There is a very useful and interesting article by Chris Down: “In defence of swap: common misconceptions”.

Chris explains what Swap is, and how it provides a backing store of anonymous pages as opposed to the actual code files, which provide backing store for file based pages. I have no problem with the information and background knowledge he provides. This is correct and useful stuff, and I even learned a thing about what cgroups can do for me.

I do have a problem with some attitudes here. They are coming from a developers or desktop perspective, and they are not useful in a data center. At least not in mine. :-)

Chris writes:

Swap is primarily a mechanism for equality of reclamation, not for emergency “extra memory”. Swap is not what makes your application slow – entering overall memory contention is what makes your application slow.

And that is correct.

The conclusions are wrong, though. In a data center production environment that does not suck, I do not want to be in this situation.

I see it this way:

If I am ever getting into this situation, I want a failure, I want it fast and I want it to be noticeable, so that I can act on it and change the situation so that it never occurs again.

That is, I do not want to survive. I want this box to explode, others to take over and fix the root cause. So the entire section »Under temporary spikes in memory usage« is a DO NOT WANT scenario.

Chris also assumes a few weird things, from a production POV: He already states that

If you have a bunch of disk space and a recent (4.0+) kernel, more swap is almost always better than less. In older kernels kswapd, one of the kernel processes responsible for managing swap, was historically very overeager to swap out memory aggressively the more swap you had. and production sadly is in many places still on pre-4.0 kernels, so don’t have large swap.

He also mentions

As such, if you have the space, having a swap size of a few GB keeps your options open on modern kernels. […] What I’d recommend is setting up a few testing systems with 2-3GB of swap or more, and monitoring what happens over the course of a week or so under varying (memory) load conditions.

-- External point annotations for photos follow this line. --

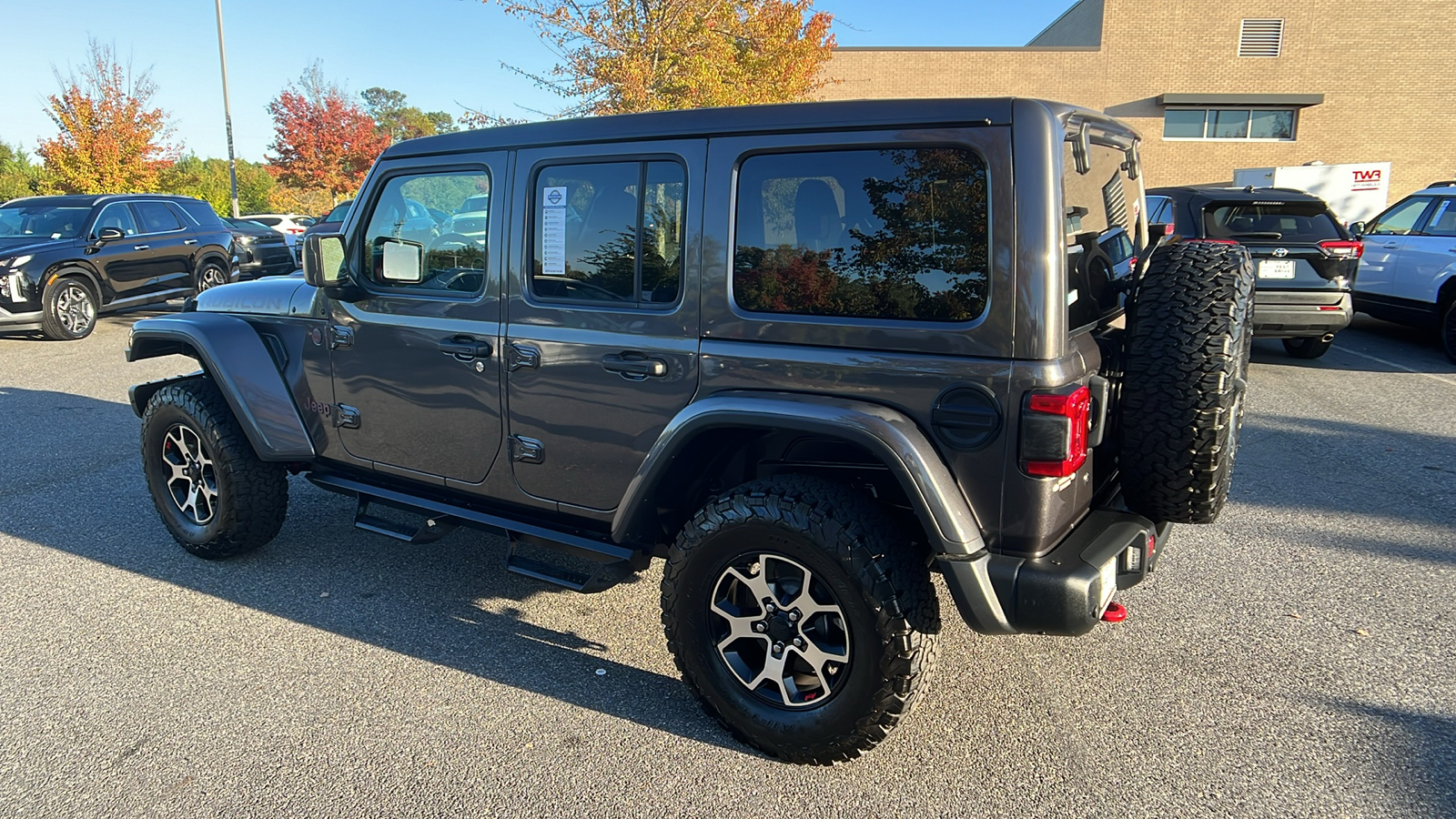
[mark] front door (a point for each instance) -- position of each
(602, 339)
(417, 358)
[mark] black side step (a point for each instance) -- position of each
(609, 562)
(430, 531)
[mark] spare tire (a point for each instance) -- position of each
(1187, 356)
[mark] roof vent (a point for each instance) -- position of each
(1261, 38)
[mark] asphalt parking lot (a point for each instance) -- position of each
(1295, 659)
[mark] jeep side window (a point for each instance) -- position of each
(1400, 220)
(1096, 203)
(118, 216)
(890, 234)
(596, 239)
(451, 252)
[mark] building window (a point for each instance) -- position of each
(1229, 124)
(1261, 38)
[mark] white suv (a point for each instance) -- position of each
(1409, 270)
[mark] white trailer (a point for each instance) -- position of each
(1356, 191)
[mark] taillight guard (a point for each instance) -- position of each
(1055, 431)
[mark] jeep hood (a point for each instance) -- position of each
(271, 296)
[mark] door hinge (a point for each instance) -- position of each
(341, 337)
(528, 450)
(347, 417)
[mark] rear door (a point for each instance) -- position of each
(1429, 256)
(1385, 237)
(415, 354)
(602, 339)
(1283, 238)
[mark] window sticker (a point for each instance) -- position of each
(553, 230)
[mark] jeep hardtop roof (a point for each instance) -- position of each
(742, 120)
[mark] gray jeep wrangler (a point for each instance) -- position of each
(808, 354)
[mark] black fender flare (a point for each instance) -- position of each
(946, 516)
(237, 360)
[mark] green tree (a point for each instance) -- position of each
(19, 177)
(402, 121)
(625, 56)
(207, 179)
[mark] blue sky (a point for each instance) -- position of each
(441, 53)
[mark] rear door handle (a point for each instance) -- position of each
(465, 347)
(633, 366)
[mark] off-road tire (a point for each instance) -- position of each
(878, 577)
(1448, 331)
(1188, 339)
(252, 496)
(60, 319)
(1308, 347)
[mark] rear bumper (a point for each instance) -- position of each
(1067, 591)
(15, 322)
(1289, 314)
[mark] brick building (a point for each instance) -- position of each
(1215, 86)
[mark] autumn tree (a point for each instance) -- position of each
(324, 140)
(402, 121)
(208, 179)
(111, 137)
(626, 56)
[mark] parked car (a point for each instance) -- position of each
(291, 225)
(1305, 258)
(797, 359)
(66, 259)
(1409, 271)
(332, 220)
(261, 249)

Well, I have production boxes with 48 GB, 96 GB or even 192GB of memory. “A few GB of swap” aren’t going to cut this. These are not desktops or laptops. Dumping or loading, or swapping 200GB of core take approximately 15 minutes on a local SSD, and twice that time on a rotating disk, though, so I am not going to work with very large swaps, because they can only be slower than this. I simply cannot afford critical memory pressure spikes on such a box, and as an Ops person, I configure my machines to not have them, and if they happen, to blow up as fast as possible.

What I also would want is better metrics for memory pressure, or just the amount of anon pages in the system.

Determination of memory pressure is somewhat difficult using traditional Linux memory counters, though. We have some things which seem somewhat related, but are merely tangential – memory usage, page scans, etc – and from these metrics alone it’s very hard to tell an efficient memory configuration from one that’s trending towards memory contention.

I agree on this. I wonder if there is a fast and lock free metric that I can read that tells me the amount of unbacked, anon pages per process and for the whole system? One that I can sample in rapid succession without locking up or freezing a system that has 200GB of memory in 4 KB pages (the metric can be approximate, but reading it must not lock up the box).

I think the main difference Chris and I seem to have on fault handling - I’d rather have this box die fast and with a clear reason than for it trying to eventually pull through and mess with my overall performance while it tries to do that.